I'm going to create my own Jurassic park
with real dino's. I already have the dna and a bunch of crazy low-paid bulgarian scientists. Whos with me!!! I'm thinking of central London.
The concept I have is sort of like an amusementpark slash MMA-event.
The concept I have is sort of like an amusementpark slash MMA-event.
Sign in to comment in this discussion.
Comments
Hey HEY. I bought it! Im making a Zombie park.
You could put in in Crystal Palace Park, but only if you engineer the dinosaurs to look like the things that Waterhouse Hawkins built!
http://en.wikipedia.org/wiki/Crystal_Palace_Park#Crystal_Palace_Park
You're going to need someone who knows, ah, chaos thory.
Make sure the spare no expense for your voice overs!
I'd do it for free.:)
-Bulgarian scientists
-A supervisor for the hatchery
-A voice over/tour guide
-A Site B owner
-Dr. Grant
-A kid with a jeep
We're off to a great start.
What are your credentials?
I hope you're not proven right by a coincidental case of poorly planned espionage.
.....................But I need a job!
LOL!!! this sentence is too funny XD Alliteration ftw
Further more I have an idea for the river tour the Megaladon a giant white shark that would make Jaws hide in shame.
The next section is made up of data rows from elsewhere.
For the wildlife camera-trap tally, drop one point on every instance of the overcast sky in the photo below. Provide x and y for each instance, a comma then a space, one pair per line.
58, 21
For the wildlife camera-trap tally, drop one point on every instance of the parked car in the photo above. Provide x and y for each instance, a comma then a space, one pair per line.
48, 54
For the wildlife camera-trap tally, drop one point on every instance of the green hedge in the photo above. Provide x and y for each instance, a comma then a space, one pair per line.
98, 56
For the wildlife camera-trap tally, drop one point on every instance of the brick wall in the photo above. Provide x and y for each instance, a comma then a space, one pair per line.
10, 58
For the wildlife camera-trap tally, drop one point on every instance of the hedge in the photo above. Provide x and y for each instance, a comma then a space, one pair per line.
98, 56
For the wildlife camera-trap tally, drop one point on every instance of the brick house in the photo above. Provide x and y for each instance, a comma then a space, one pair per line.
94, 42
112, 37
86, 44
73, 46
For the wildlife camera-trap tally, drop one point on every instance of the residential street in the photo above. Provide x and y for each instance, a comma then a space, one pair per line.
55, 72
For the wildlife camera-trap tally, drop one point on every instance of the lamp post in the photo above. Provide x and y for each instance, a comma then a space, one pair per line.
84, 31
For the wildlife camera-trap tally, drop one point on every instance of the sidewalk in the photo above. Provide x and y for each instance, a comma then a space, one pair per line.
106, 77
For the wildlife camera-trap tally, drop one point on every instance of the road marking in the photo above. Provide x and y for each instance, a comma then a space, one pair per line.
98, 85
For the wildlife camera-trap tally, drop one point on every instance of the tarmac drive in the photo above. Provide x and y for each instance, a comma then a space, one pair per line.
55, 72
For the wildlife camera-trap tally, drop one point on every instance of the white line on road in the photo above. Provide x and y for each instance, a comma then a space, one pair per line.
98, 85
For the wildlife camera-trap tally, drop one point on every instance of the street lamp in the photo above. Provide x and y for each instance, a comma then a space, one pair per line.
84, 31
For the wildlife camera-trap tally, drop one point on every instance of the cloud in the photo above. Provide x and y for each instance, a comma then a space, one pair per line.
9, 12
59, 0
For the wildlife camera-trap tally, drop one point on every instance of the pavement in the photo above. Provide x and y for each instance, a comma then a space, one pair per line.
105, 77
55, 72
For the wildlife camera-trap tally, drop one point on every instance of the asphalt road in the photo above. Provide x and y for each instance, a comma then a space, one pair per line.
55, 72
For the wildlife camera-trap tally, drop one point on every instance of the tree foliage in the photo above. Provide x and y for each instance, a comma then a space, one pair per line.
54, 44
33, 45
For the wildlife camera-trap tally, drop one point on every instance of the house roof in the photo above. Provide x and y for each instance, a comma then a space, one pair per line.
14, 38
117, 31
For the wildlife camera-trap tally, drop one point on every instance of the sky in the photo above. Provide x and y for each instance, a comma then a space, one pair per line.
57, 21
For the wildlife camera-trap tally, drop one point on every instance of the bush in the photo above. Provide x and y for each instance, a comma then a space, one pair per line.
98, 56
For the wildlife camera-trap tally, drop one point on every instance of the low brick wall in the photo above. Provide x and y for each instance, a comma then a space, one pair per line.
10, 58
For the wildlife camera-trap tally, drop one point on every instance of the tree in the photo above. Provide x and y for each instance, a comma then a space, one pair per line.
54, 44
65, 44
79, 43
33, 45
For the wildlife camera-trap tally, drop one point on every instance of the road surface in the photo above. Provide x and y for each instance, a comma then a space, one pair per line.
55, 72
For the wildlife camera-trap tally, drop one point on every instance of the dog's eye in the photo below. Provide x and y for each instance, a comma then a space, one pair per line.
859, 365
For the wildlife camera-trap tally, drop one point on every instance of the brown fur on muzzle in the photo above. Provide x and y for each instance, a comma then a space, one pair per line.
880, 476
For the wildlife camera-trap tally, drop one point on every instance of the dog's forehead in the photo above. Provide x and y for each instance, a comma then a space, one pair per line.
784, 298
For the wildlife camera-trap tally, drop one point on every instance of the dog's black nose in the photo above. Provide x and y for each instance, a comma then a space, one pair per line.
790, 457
We are gonna need a bigger boat just got a whole new meaning
-Bulgarian scientists
-A supervisor for the hatchery
-A voice over/tour guide
-A Site B owner
-DNA Splicer
-A kid with a jeep
-A math nerd
-One park warden without credentials
-An overqualified paleontologist
-Someone who is able to install locking mechanisms into the jeeps jeep
-An architect
-A student training to become an automation/electrotechnology engineer
-Shaving cream can inspector
-Head of Holding Onto One's Game Warden
-Head of Public Relations
-Slightly suspicious and seemingly harmless janitor
-Dinosaur nutritionist
What can possibly go wrong?
We are off to too a great start here
I prefer a Island.
OMG I couldn't stop laughing when I saw this XD
But Wait! We need some form of Human security!!! We are missing a Muldoon!:eek:
This shouldn't even be a question. I thought that when everyone signed on, they were aware that this act against God would reside on an island.
Mr. McFly, you pick the island. Ive got my basement. Im satisfied.
Of course! The British Isles, naturally.